Failure to decode cut-off UTF-8

Janno commented 10 months ago

I can't post the original example because the sources involved are not open source but I suspect the problem is easy enough to find from this part here:

    statement = b'ome x.\n      Axiom to_of_N : \xe2\x88\x80 n x, of_N n = Some x \xe2\x86'
    statement_str = ' x) = S'
    ty = 'lib'
    types = ('lib',)
UnicodeDecodeError: 'utf-8' codec can't decode bytes in position 54-55: unexpected end of data

The code around this excerpt looks like this:

      Axiom of_to_N : ∀ x, of_N (to_N x) = Some x.
      Axiom to_of_N : ∀ n x, of_N n = Some x → to_N x = n.

The UTF-8 representation of → is 0xE2 0x86 0x92.

I suspect something is splitting raw bytes instead of unicode code points.

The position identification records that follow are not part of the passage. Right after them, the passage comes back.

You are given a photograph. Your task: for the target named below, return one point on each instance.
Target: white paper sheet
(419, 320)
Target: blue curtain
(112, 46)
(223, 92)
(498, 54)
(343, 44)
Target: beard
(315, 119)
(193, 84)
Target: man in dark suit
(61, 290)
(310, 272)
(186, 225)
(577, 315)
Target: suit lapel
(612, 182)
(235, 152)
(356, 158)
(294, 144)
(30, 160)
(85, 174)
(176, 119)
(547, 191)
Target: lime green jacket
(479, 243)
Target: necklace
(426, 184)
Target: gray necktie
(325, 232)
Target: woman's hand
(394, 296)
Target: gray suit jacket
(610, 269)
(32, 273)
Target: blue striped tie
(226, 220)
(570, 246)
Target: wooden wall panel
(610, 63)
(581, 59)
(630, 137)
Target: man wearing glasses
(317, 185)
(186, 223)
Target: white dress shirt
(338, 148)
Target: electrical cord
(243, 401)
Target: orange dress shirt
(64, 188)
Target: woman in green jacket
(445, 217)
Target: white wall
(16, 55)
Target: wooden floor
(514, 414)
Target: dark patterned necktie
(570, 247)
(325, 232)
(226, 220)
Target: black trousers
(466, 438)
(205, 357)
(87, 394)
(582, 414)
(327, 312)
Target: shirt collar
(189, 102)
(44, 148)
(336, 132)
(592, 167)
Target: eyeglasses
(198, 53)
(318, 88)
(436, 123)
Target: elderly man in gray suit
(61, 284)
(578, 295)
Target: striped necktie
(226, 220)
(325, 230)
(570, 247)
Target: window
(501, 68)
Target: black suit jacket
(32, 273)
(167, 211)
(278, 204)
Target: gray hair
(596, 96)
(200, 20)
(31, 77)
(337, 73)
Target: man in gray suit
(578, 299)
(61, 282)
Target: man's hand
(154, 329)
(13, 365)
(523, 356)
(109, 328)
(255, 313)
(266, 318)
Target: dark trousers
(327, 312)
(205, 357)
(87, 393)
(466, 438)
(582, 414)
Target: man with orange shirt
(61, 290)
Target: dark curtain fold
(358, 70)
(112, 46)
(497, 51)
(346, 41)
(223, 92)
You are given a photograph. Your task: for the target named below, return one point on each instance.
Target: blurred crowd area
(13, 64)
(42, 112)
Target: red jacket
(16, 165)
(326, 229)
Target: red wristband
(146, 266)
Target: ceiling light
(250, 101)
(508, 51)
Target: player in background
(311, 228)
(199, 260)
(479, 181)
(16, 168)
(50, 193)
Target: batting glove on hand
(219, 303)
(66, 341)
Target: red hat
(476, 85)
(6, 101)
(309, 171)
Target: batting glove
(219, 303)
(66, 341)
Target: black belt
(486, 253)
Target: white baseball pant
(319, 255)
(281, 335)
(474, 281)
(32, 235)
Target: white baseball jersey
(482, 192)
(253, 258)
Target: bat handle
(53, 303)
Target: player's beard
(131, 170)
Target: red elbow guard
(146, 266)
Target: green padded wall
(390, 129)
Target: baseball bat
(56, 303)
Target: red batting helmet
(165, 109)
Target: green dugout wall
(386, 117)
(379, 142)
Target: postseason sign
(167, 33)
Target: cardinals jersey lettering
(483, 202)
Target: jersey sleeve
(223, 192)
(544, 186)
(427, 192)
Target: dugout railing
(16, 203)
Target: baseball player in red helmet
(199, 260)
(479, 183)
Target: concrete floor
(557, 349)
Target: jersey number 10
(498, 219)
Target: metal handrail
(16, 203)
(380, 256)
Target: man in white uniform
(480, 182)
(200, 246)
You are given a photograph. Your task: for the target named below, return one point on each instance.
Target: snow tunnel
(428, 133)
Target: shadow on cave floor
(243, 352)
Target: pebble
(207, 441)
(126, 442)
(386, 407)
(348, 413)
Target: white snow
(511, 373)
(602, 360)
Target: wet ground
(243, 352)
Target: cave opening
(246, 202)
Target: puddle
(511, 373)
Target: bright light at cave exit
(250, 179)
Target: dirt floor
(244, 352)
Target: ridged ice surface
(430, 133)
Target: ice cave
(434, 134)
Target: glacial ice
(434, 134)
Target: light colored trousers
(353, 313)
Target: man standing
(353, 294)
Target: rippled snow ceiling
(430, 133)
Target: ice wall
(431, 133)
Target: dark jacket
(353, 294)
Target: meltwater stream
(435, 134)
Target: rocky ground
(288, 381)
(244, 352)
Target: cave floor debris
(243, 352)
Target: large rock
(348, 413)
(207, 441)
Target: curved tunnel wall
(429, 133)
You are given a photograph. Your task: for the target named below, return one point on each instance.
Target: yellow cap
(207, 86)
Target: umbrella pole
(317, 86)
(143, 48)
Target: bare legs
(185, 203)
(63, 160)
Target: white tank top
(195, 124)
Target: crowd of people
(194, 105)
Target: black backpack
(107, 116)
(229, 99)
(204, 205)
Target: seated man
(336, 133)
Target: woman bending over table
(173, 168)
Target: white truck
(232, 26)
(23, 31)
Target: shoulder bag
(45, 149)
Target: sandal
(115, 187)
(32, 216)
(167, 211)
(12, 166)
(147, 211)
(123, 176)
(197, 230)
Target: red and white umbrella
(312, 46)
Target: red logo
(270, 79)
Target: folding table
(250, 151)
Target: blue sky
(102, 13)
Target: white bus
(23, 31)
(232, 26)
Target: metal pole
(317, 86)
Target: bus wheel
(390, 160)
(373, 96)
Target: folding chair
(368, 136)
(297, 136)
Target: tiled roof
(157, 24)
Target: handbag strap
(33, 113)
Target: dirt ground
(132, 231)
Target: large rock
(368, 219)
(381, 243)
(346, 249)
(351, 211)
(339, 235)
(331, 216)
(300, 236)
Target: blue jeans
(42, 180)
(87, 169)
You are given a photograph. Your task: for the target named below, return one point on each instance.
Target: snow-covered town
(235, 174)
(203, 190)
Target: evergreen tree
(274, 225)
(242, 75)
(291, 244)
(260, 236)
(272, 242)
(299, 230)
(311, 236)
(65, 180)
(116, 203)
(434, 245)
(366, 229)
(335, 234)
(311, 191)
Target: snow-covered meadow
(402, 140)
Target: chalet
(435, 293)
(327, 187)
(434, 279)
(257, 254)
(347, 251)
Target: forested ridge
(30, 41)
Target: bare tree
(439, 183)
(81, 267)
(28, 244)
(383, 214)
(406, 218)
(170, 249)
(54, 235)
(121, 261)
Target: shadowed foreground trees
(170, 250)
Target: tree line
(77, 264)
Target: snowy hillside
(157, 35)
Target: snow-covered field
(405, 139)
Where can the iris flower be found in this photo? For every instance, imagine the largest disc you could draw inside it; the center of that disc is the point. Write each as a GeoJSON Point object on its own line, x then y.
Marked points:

I cannot easily reproduce the problem with smaller files so there might be some buffering/chunking going on? Maybe a chunk's border lands between the three bytes required for →?

JasonGross commented 10 months ago

I suspect something is splitting raw bytes instead of unicode code points.

As far as I'm aware, Coq error message locations and coqc -time character counts and .glob file locations all use raw bytes rather than Unicode code points.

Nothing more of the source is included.